Today, mainstream media has hired staff to analyze social media to catch developing and viral stories. While journalists still sift through press releases to write articles for news publications, the shift toward social media observance is one to consider.
The organic virality of a video captured on a smartphone and uploaded to social media by an average person can far exceed the distribution rate of carefully crafted corporate media content. Media companies often pay regular citizens for exclusive rights to their photographs or videos.
In the Myspace days, social media was a revolutionary way for young people to stay connected with their friends (I remember it well). Facebook, in its infancy, required a .edu extension on your email to sign up. College kids used it to mass circulate party invitations and show pictures of their drunk buddies passed out by the pool, covered in marker with random things stacked on them.
Social media was social. But it didn't take long for thought leaders, politicians, political campaigners, churches, businesses and charitable organizations to see the enormous potential of social media. Subsequently, social media took a new form. It became the modern-day town square, capable of spreading independent news and mass communication.
The impact of social media on social movements and public opinion formation is unmistakable. The world has changed because of social media's mass marketing of liberal and progressive ideas to a ripe audience.
In protest, many conservatives, freethinkers and libertarians have gone radio silent. They're unplugging from social media, refusing to contribute to big tech companies that wish to censor and control information.
Libertarians shouldn't give up on social media, even if they are, indeed, being censored or shadowbanned.

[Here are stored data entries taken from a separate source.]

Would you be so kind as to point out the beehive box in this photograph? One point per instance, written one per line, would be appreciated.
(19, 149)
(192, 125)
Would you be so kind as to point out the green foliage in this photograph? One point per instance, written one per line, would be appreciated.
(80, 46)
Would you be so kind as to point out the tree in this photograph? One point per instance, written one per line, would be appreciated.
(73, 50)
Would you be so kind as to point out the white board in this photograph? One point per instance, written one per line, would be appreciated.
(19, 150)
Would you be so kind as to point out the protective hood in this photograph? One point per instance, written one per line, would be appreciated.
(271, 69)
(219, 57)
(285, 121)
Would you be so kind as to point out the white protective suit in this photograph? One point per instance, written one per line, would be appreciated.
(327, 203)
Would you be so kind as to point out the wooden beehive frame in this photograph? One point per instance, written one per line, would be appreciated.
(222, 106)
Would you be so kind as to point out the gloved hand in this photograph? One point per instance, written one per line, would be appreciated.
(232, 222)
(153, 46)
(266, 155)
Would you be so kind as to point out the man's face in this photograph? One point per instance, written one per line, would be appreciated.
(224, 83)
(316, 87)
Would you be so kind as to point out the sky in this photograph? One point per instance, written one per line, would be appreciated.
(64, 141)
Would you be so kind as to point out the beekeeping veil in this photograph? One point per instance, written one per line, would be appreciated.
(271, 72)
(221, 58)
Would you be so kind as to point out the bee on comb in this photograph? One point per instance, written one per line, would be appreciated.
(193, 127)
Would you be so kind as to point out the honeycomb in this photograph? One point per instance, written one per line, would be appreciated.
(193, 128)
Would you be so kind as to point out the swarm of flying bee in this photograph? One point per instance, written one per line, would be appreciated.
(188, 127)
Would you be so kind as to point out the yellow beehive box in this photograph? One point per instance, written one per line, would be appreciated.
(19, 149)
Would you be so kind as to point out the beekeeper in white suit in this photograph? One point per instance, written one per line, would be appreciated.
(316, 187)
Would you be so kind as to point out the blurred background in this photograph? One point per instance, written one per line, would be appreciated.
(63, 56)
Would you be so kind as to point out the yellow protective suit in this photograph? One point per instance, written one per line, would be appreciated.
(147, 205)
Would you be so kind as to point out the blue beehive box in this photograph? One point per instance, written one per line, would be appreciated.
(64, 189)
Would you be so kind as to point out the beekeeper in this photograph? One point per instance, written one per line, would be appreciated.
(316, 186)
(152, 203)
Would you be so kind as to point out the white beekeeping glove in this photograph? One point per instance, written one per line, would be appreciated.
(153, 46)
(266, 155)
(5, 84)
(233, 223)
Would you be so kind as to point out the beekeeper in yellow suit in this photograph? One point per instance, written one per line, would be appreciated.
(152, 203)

Unplugging from social media isn't the best way to create a market demand to create new platforms. Voicing opposition and criticism toward companies with lopsided policies that negatively affect libertarian voices is imperative to creating new social media companies to compete in the marketplace.
Facebook, YouTube and other progressive companies are not ubiquitously social media. Other companies have been developed to compete against their dominance, and they will continue to grow.
Despite its valid criticisms and shortcomings, social media has the potential to build community and expand the liberty movement. Libertarians can employ social media to their advantage, reaching disaffected liberals and conservatives, independents, and other people who are tired of the status quo.
With social media, we can continue to spread ideas and principles that reflect the tenets and philosophy of libertarianism. Social media isn't just for "woke liberals." We shouldn't run from the fight because we're outnumbered or mistreated. We should fight harder.